For all my talk about speaking up, though, I’m not good at doing it myself. I have”recovered” to such an extent that I feel ashamed when I do struggle. I don’t really know what I want out of the appointment, either. I can’t take antidepressants and I’m scared of therapy because talking about what I’m afraid of doesn’t help. It’s death, there is no talking out of it. It makes me panic more intensely. I’m also a bit wary of having another mental health diagnosis. When I was first diagnosed with bipolar disorder, I was a young, rather dogmatic person. I collected diagnosis, I diagnosed myself with everything as a way of explaining myself. I feel, seven years later, very differently about all that. Bipolar disorder has been the one that seems to have stuck (BPD traits still in there somewhere too on my rap sheet) but I have a much deeper and richer understanding of how my life has impacted on my mental health (and how I can impact on it with my lifestyle). I don’t particularly believe in the medical model anymore and have no desire for another diagnosis or more medication. But I also understand that I probably need a diagnosis to get some treatment, really.
I know I’ve had a lot of stressors lately, too. So much for the, “honeymoon” period. Since our wedding, we’ve had an appalling run of bad luck and shittiness that has pushed us both to the limit of coping. I’ve also had a depressive episode (my usual autumn-winter one, yay), so did Robert, I left my course, started new jobs (still don’t have a permanent one but am enjoying what I’m doing) and have had some problems that were very stressful. In some ways, I am stronger than ever. I’ve coped well with everything when I would have been entitled to just lie in bed for a month. In other ways, though, I’m not surprised my panic attacks have gotten worse.

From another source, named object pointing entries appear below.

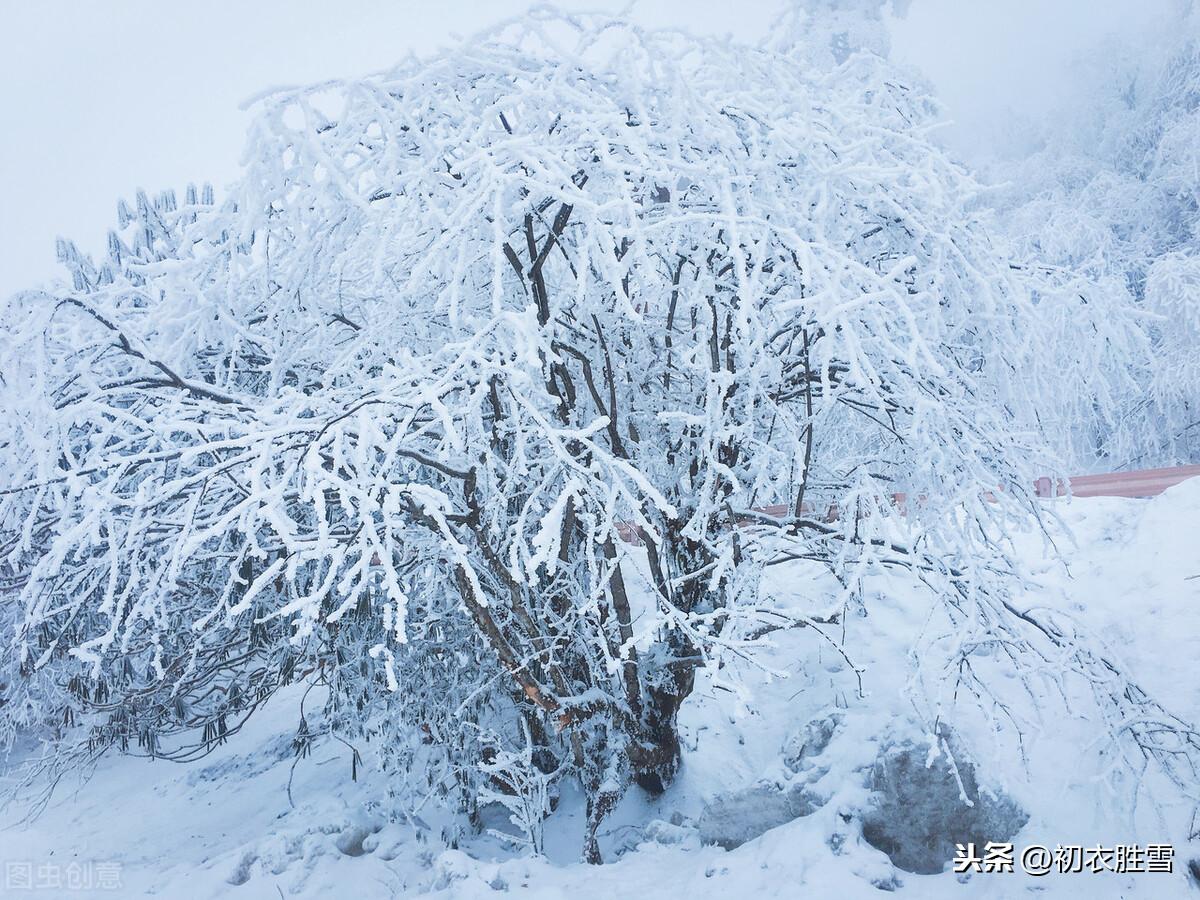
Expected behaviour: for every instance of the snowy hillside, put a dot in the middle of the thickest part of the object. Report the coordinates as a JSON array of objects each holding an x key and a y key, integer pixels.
[{"x": 225, "y": 827}]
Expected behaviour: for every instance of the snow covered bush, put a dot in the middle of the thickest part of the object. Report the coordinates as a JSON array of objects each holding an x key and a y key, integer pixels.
[{"x": 467, "y": 402}]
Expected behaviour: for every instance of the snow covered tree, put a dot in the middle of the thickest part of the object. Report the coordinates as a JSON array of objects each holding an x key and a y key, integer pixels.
[
  {"x": 469, "y": 400},
  {"x": 1105, "y": 214}
]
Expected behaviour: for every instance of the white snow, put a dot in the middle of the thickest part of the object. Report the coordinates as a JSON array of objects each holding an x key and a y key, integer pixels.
[{"x": 225, "y": 827}]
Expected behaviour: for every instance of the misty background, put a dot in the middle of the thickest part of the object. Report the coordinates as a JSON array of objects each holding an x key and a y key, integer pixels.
[{"x": 101, "y": 100}]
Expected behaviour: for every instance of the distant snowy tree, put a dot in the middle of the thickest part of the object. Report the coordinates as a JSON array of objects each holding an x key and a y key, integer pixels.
[
  {"x": 1108, "y": 213},
  {"x": 390, "y": 418}
]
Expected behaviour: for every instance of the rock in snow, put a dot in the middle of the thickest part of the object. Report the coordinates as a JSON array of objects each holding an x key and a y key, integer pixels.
[{"x": 921, "y": 814}]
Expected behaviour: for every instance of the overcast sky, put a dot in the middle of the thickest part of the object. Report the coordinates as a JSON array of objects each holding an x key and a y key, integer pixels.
[{"x": 101, "y": 99}]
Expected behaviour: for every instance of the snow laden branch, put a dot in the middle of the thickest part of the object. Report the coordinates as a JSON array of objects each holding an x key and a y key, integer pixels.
[{"x": 381, "y": 419}]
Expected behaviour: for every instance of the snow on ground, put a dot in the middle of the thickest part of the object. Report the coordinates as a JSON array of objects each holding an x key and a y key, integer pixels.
[{"x": 226, "y": 828}]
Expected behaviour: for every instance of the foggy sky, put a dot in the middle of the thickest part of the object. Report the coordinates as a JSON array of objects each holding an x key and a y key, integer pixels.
[{"x": 102, "y": 99}]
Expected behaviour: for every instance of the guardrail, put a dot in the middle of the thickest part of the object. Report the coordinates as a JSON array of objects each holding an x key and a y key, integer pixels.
[
  {"x": 1137, "y": 484},
  {"x": 1141, "y": 483}
]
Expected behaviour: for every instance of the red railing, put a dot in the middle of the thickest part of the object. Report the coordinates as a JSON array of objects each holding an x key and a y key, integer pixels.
[
  {"x": 1143, "y": 483},
  {"x": 1140, "y": 483}
]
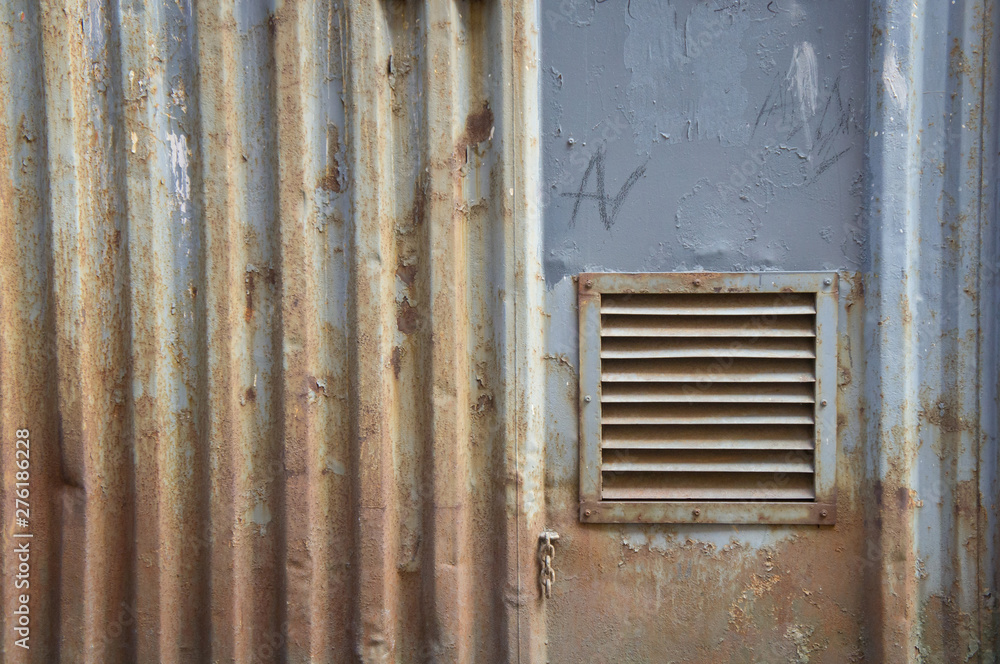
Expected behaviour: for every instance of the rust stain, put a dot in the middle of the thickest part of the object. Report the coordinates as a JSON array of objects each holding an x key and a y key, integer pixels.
[
  {"x": 395, "y": 360},
  {"x": 407, "y": 319},
  {"x": 406, "y": 273},
  {"x": 478, "y": 126},
  {"x": 331, "y": 178}
]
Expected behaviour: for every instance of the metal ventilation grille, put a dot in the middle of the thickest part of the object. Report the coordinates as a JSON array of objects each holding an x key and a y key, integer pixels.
[
  {"x": 704, "y": 397},
  {"x": 708, "y": 397}
]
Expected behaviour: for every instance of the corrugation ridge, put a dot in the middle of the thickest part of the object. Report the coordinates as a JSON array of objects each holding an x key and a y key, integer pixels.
[
  {"x": 145, "y": 214},
  {"x": 27, "y": 341},
  {"x": 164, "y": 259},
  {"x": 449, "y": 631},
  {"x": 91, "y": 285},
  {"x": 307, "y": 402},
  {"x": 259, "y": 474},
  {"x": 335, "y": 633},
  {"x": 377, "y": 594},
  {"x": 217, "y": 155}
]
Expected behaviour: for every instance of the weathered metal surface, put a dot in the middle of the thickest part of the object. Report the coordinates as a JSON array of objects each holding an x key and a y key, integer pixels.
[
  {"x": 259, "y": 276},
  {"x": 272, "y": 306},
  {"x": 861, "y": 138}
]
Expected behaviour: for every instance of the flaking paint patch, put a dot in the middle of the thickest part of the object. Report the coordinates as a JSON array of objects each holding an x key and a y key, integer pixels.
[
  {"x": 699, "y": 51},
  {"x": 892, "y": 77},
  {"x": 803, "y": 77},
  {"x": 179, "y": 172}
]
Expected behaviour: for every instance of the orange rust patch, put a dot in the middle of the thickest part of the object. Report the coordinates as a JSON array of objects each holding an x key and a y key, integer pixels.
[
  {"x": 406, "y": 273},
  {"x": 395, "y": 359},
  {"x": 251, "y": 286},
  {"x": 406, "y": 317},
  {"x": 478, "y": 126}
]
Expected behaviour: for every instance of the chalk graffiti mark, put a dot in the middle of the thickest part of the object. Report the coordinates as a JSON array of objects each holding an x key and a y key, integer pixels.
[{"x": 607, "y": 206}]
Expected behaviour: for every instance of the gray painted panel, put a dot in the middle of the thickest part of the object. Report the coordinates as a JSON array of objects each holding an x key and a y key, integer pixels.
[{"x": 727, "y": 136}]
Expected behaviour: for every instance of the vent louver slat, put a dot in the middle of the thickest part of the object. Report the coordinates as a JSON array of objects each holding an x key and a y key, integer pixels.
[{"x": 708, "y": 396}]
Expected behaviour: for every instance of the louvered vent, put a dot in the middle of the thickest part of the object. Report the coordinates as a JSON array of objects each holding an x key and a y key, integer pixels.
[{"x": 708, "y": 396}]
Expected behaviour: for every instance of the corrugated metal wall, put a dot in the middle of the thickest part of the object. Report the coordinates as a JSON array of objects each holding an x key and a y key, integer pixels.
[
  {"x": 273, "y": 308},
  {"x": 258, "y": 313}
]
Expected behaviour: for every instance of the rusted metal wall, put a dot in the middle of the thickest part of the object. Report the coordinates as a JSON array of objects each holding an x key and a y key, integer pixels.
[
  {"x": 286, "y": 304},
  {"x": 259, "y": 295},
  {"x": 851, "y": 136}
]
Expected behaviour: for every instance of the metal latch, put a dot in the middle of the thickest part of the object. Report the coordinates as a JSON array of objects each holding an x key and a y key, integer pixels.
[{"x": 546, "y": 552}]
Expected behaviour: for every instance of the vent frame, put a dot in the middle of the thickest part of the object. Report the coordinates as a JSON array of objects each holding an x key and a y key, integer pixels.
[{"x": 819, "y": 510}]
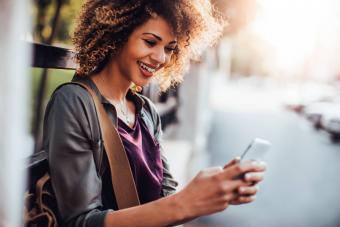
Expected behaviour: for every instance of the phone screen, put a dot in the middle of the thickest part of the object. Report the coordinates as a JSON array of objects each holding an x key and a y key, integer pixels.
[{"x": 256, "y": 150}]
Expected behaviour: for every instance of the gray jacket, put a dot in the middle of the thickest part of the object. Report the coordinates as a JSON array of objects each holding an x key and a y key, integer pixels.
[{"x": 74, "y": 145}]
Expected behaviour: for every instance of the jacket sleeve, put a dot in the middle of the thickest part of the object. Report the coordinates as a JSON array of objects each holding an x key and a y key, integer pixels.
[
  {"x": 169, "y": 184},
  {"x": 68, "y": 141}
]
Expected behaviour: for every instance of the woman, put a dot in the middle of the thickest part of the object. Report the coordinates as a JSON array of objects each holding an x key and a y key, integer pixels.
[{"x": 120, "y": 44}]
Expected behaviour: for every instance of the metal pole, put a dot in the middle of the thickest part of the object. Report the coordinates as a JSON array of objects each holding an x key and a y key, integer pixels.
[{"x": 14, "y": 105}]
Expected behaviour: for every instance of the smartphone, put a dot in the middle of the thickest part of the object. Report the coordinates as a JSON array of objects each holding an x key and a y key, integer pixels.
[{"x": 256, "y": 150}]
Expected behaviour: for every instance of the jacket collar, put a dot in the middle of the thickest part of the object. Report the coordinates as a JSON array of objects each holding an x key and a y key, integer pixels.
[{"x": 131, "y": 95}]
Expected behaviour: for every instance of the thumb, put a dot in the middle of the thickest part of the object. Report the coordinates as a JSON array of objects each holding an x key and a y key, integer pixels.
[{"x": 232, "y": 162}]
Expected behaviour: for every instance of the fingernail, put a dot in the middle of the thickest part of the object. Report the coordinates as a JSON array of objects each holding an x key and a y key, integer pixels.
[{"x": 248, "y": 176}]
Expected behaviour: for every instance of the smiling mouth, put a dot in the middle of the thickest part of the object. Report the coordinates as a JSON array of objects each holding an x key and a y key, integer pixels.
[{"x": 146, "y": 67}]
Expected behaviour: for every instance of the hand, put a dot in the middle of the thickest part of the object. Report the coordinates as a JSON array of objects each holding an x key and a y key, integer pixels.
[
  {"x": 247, "y": 194},
  {"x": 213, "y": 189}
]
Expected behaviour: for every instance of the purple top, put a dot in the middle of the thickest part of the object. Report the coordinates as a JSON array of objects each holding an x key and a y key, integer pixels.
[{"x": 144, "y": 156}]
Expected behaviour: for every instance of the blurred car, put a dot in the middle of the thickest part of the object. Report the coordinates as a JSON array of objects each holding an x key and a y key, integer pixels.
[
  {"x": 330, "y": 122},
  {"x": 315, "y": 111}
]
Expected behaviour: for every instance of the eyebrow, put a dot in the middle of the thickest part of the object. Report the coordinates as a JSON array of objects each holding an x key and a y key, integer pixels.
[{"x": 157, "y": 37}]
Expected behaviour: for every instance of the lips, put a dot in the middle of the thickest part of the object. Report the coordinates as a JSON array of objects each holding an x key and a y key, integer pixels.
[{"x": 146, "y": 69}]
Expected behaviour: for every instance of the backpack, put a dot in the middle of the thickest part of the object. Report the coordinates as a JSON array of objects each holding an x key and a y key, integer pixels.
[
  {"x": 41, "y": 210},
  {"x": 40, "y": 207}
]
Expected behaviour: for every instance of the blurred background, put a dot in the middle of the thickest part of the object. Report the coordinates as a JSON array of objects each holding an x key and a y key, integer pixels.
[{"x": 274, "y": 75}]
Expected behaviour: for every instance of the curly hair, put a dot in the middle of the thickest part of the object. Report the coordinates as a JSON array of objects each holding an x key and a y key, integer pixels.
[{"x": 104, "y": 26}]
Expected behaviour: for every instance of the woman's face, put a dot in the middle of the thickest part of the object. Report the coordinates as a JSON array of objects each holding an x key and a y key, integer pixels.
[{"x": 148, "y": 49}]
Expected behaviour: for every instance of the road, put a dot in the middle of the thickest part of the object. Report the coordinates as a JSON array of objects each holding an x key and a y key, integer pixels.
[{"x": 302, "y": 184}]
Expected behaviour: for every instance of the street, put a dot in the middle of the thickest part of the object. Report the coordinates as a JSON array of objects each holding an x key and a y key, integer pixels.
[{"x": 302, "y": 184}]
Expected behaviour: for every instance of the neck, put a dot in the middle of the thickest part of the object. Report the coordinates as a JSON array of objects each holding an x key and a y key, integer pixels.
[{"x": 111, "y": 82}]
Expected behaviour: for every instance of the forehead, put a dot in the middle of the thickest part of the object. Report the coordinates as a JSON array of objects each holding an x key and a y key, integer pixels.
[{"x": 158, "y": 26}]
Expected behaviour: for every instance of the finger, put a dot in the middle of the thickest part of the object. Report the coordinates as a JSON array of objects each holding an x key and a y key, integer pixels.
[
  {"x": 232, "y": 162},
  {"x": 254, "y": 177},
  {"x": 245, "y": 199},
  {"x": 240, "y": 168},
  {"x": 212, "y": 170},
  {"x": 233, "y": 185},
  {"x": 247, "y": 191}
]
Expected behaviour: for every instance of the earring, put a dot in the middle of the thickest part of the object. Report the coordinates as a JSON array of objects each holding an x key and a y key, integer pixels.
[{"x": 135, "y": 88}]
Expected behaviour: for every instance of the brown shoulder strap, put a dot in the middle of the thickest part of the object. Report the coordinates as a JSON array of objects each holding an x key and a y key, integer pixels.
[{"x": 122, "y": 179}]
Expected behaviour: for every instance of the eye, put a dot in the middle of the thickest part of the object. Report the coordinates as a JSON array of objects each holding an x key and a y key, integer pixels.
[
  {"x": 150, "y": 43},
  {"x": 170, "y": 49}
]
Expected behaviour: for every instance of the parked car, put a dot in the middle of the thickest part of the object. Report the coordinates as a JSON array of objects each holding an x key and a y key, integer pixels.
[
  {"x": 330, "y": 122},
  {"x": 315, "y": 111}
]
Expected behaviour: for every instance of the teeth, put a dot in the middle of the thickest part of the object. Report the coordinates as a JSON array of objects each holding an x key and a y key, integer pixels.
[{"x": 149, "y": 69}]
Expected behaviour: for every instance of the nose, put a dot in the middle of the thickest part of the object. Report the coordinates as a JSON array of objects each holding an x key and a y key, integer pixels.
[{"x": 159, "y": 56}]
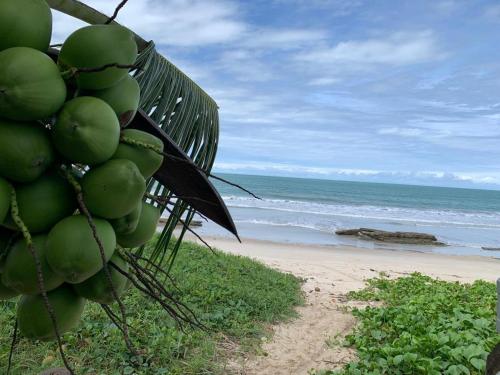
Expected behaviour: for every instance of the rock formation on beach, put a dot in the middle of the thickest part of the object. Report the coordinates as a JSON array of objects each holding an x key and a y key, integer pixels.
[{"x": 413, "y": 238}]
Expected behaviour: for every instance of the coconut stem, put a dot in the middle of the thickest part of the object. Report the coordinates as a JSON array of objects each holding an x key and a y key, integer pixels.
[
  {"x": 145, "y": 281},
  {"x": 14, "y": 208},
  {"x": 12, "y": 346},
  {"x": 73, "y": 72},
  {"x": 83, "y": 208},
  {"x": 115, "y": 14}
]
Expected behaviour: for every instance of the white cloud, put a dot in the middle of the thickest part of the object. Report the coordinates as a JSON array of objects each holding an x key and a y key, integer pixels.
[
  {"x": 397, "y": 49},
  {"x": 184, "y": 23},
  {"x": 283, "y": 38},
  {"x": 323, "y": 81},
  {"x": 404, "y": 132}
]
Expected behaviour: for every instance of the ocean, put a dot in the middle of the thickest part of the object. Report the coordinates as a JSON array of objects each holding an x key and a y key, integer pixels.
[{"x": 309, "y": 211}]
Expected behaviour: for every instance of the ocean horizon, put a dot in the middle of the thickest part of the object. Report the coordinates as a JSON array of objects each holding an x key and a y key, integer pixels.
[{"x": 309, "y": 211}]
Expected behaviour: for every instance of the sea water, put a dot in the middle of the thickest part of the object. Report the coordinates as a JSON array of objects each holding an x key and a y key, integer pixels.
[{"x": 309, "y": 211}]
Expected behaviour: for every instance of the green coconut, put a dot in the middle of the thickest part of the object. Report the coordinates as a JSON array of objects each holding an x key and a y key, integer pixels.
[
  {"x": 5, "y": 195},
  {"x": 98, "y": 289},
  {"x": 31, "y": 86},
  {"x": 148, "y": 161},
  {"x": 44, "y": 202},
  {"x": 34, "y": 320},
  {"x": 20, "y": 272},
  {"x": 94, "y": 47},
  {"x": 6, "y": 293},
  {"x": 113, "y": 189},
  {"x": 86, "y": 131},
  {"x": 145, "y": 230},
  {"x": 127, "y": 224},
  {"x": 72, "y": 250},
  {"x": 123, "y": 98},
  {"x": 25, "y": 151}
]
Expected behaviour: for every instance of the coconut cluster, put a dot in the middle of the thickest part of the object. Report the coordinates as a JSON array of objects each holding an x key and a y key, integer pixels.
[{"x": 63, "y": 132}]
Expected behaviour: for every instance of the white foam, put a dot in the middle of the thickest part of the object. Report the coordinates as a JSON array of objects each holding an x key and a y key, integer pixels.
[{"x": 419, "y": 217}]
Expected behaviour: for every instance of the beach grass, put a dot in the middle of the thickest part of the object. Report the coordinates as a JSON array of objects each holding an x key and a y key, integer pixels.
[
  {"x": 424, "y": 326},
  {"x": 235, "y": 297}
]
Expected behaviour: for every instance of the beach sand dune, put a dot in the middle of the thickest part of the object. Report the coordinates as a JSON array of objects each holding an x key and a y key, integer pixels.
[{"x": 309, "y": 341}]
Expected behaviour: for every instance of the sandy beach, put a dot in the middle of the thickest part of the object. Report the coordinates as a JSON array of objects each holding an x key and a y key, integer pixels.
[{"x": 331, "y": 272}]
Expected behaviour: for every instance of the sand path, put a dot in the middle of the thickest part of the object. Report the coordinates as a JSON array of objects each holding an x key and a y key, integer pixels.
[{"x": 301, "y": 345}]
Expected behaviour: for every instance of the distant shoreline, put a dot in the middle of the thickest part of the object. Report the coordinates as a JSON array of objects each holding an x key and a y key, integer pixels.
[{"x": 350, "y": 266}]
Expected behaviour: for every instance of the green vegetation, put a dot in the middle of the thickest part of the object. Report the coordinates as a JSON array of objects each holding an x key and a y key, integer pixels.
[
  {"x": 235, "y": 297},
  {"x": 425, "y": 326}
]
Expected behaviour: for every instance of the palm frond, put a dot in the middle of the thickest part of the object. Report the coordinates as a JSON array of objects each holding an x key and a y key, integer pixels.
[{"x": 180, "y": 107}]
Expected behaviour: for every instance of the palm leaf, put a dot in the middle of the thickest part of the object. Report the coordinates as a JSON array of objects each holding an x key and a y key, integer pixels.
[{"x": 180, "y": 107}]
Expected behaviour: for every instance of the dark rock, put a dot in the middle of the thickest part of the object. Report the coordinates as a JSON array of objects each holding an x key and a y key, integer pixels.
[{"x": 414, "y": 238}]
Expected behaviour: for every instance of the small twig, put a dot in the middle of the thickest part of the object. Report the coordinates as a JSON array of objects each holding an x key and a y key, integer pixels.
[
  {"x": 12, "y": 346},
  {"x": 144, "y": 281},
  {"x": 115, "y": 14},
  {"x": 14, "y": 209},
  {"x": 73, "y": 72},
  {"x": 86, "y": 213},
  {"x": 157, "y": 268}
]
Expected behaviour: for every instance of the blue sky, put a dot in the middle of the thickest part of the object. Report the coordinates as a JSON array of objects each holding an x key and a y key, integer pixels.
[{"x": 392, "y": 91}]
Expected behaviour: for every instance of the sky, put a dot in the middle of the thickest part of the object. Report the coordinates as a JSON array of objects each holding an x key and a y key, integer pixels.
[{"x": 364, "y": 90}]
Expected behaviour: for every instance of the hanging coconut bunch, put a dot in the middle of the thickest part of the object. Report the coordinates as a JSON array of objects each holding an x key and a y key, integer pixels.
[{"x": 72, "y": 179}]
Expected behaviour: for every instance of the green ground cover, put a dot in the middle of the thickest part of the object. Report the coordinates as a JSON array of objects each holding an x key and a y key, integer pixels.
[
  {"x": 425, "y": 326},
  {"x": 236, "y": 297}
]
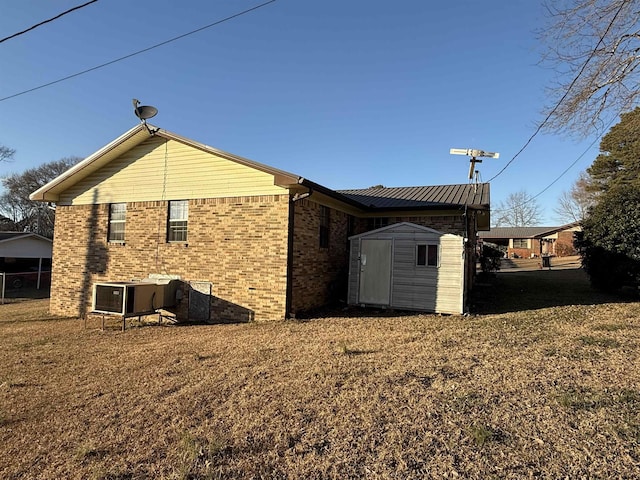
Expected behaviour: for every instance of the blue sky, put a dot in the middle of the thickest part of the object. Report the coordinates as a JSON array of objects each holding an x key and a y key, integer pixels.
[{"x": 346, "y": 93}]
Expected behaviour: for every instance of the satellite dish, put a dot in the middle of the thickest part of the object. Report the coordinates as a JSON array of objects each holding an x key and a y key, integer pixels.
[{"x": 144, "y": 112}]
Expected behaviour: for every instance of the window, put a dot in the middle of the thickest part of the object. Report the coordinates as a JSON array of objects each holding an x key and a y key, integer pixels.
[
  {"x": 117, "y": 221},
  {"x": 178, "y": 216},
  {"x": 427, "y": 255},
  {"x": 324, "y": 226}
]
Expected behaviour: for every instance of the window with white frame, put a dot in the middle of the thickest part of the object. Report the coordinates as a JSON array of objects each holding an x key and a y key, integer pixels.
[
  {"x": 117, "y": 222},
  {"x": 178, "y": 219},
  {"x": 427, "y": 255}
]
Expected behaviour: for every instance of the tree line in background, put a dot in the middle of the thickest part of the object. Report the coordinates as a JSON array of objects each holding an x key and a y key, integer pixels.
[{"x": 17, "y": 212}]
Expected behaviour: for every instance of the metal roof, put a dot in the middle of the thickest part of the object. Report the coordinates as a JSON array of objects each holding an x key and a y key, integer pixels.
[
  {"x": 436, "y": 196},
  {"x": 524, "y": 232}
]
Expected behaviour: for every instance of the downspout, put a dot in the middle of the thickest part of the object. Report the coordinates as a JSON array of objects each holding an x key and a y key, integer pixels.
[{"x": 290, "y": 245}]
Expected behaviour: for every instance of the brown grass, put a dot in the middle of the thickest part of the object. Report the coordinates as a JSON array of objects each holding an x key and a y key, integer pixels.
[{"x": 551, "y": 392}]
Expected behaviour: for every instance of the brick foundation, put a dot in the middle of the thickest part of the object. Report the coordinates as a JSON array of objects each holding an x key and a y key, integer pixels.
[{"x": 237, "y": 244}]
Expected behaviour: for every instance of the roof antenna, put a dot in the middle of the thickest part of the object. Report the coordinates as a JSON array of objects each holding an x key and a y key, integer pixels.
[
  {"x": 143, "y": 112},
  {"x": 469, "y": 152}
]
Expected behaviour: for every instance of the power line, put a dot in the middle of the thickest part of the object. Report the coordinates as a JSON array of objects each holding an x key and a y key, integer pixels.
[
  {"x": 144, "y": 50},
  {"x": 46, "y": 21},
  {"x": 573, "y": 82}
]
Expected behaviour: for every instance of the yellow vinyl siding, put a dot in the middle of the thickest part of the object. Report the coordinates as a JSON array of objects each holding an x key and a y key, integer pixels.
[{"x": 160, "y": 169}]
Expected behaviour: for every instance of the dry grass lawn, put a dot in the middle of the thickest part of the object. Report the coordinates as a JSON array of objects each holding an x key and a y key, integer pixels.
[{"x": 549, "y": 392}]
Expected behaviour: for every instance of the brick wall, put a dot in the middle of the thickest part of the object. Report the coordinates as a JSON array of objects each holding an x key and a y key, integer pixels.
[
  {"x": 319, "y": 274},
  {"x": 237, "y": 244}
]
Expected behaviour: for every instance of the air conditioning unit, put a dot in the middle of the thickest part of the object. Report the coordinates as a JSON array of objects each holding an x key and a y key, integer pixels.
[{"x": 135, "y": 298}]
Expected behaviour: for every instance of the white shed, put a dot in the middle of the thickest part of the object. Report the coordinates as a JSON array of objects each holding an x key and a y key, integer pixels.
[{"x": 408, "y": 266}]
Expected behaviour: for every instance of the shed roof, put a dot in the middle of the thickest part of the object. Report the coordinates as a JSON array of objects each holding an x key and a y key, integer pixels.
[{"x": 524, "y": 232}]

I’m fairly happy at the moment (also hard to explain, happiness being a trigger in itself, being happy and then a panic attack comes, shouting, “BUT IT’S ALL MEANINGLESS, EVERYTHING DIES”) and the calm after the storm is a dangerous time. I think I once mentioned, “the happy suicide” on here. By that, I meant that after a happy day, my panic tends to be worse because it reminds me of what I will lose when I die and when the people I love do. In that sense I get an urge to take control of my destiny myself, by ending my life and thus end the fear. But (obviously) I’ve never done it. I think my mind is having a shitfit at everything. But I am also aware that this has not always happened because of any stressors- sometimes, it’s just happened, I’ve just started to have panic attacks again for feck all reason. YAY. BRAIN. AWESOME. WANKER!
Anyway, wish me luck. I am really dreading this. Robert’s walking there with me after work but I want to face this appointment alone.
Edit: Reading this back, I sound like a fecking nutcase. I’m not, I promise. I’m not racing around the place going, “ARRRGGGH!” at people. You wouldn’t be able to tell any of this by talking to me.